GitHub - x-hannibal/open-webui-easysearch: An intelligent, context-aware web search filter for Open WebUI. EasySearch bypasses noisy standard web scrapers, utilizing parallel fetching, structural HTML cleaning, and dynamic context-awareness to feed your LLM only the highest quality data.

🌐 EasySearch v0.4.3: High-Performance Web Search Filter

An intelligent, context-aware web search filter for Open WebUI. EasySearch bypasses noisy standard web scrapers, utilizing parallel fetching, structural HTML cleaning, and dynamic context-awareness to feed your LLM only the highest quality data.

🆕 What's New in v0.4 — Relevance-First Search

Answers are only as good as the context the model receives. The v0.4 line rewires what gets read, what gets cited, and how it gets organised — same total context size, far better signal density, and citations that actually work in the UI.
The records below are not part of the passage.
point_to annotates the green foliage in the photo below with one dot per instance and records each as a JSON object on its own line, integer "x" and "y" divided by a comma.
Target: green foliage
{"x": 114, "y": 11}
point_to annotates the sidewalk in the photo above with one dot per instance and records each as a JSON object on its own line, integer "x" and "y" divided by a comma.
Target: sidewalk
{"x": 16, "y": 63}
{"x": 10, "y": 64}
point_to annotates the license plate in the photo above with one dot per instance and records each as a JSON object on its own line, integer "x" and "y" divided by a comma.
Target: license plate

🎯 Pages are ranked and budgeted by relevance. A fast keyword-matching algorithm (BM25) scores every fetched page against your question. The most relevant pages get up to 3× the default character allowance; marginal pages shrink to a short summary; off-topic noise (a Python tutorial that snuck into an autonomous-vehicles query) is dropped entirely. Same total context cost, packed with signal instead of filler.
🔗 Citations that always resolve. Inline [N] markers in the model's reply now map 1:1 to the source pills in the OWUI sidebar — no more dangling [3], no more [REF]…[/REF] improvisations from models like Mistral, no more pool-only snippets cited with invented slugs.
🧠 Better-structured answers across small and reasoning models. Tested on Mistral 24B, Gemma3 27B, and Qwen3 thinking: replies are noticeably more comprehensive and well-organised after the prompt was restructured around how transformer attention actually behaves on long contexts.
🎛️ New admin valve inject_snippet_pool (default ON) — flip OFF to keep the LLM context tight to fully-fetched pages only, useful for short factual lookups where the snippet pool would just add noise.
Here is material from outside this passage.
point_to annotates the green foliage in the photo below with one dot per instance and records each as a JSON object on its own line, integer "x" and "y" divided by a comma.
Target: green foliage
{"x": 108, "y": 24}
In practice: for a ??:10 <question>, the two most relevant pages can each carry 8–12k characters of real body text while marginally-related ones shrink to ~200-char snippets and irrelevant ones disappear — instead of everyone getting a flat 4k slice. The answer you get back is noticeably more focused, and every cited source is one click away in the OWUI sidebar.

Other changes / fixes (budget preservation across drops, surplus reclamation, reasoning-model reply-length accounting, prompt internals, User-Agent rotation pool expansion, debug-gated stats line, etc.) — see CHANGELOG.md for the full list.

✨ Main Features

Independent Execution (No Setup Required): EasySearch works entirely out of the box. You do not need to enable Open WebUI's native web search toggle or attach any tools to your model. The filter operates independently and seamlessly hijacks the prompt when triggered.
Deep Contextual Awareness: Automatically analyzes your recent conversation history to infer exactly what you want to search for, allowing for zero-prompt searches using just the ?? trigger.
Multi-Modifier Syntax: Chain modifiers effortlessly to dictate search behavior. Force specific languages, context depth, and result limits on the fly (e.g., ??:en:10:c3).
Pure Text Extraction: Utilizes lxml for surgical HTML cleaning. It strips away useless navigation menus, cookie banners, and footers, feeding the LLM only the pure, relevant article text to save tokens and improve accuracy.
Anti-Scraping Stealth & Resilience: Concurrently fetches pages while rotating through 40 unique browser User-Agents. If a website blocks the request (403 Forbidden), the "Gap-Filler" mechanism automatically fetches backup links in the background.
Smart Context Allocation (BM25 + Dynamic Budget): Automatically ranks fetched pages by relevance and gives the best ones more context budget while shrinking marginal ones. Same total size, far more signal per token. Deterministic and zero-cost.
RAG & Context Lockdown: Temporarily disables native document retrieval (RAG) and standard searches during its execution round to prevent Open WebUI from polluting the prompt with conflicting background data.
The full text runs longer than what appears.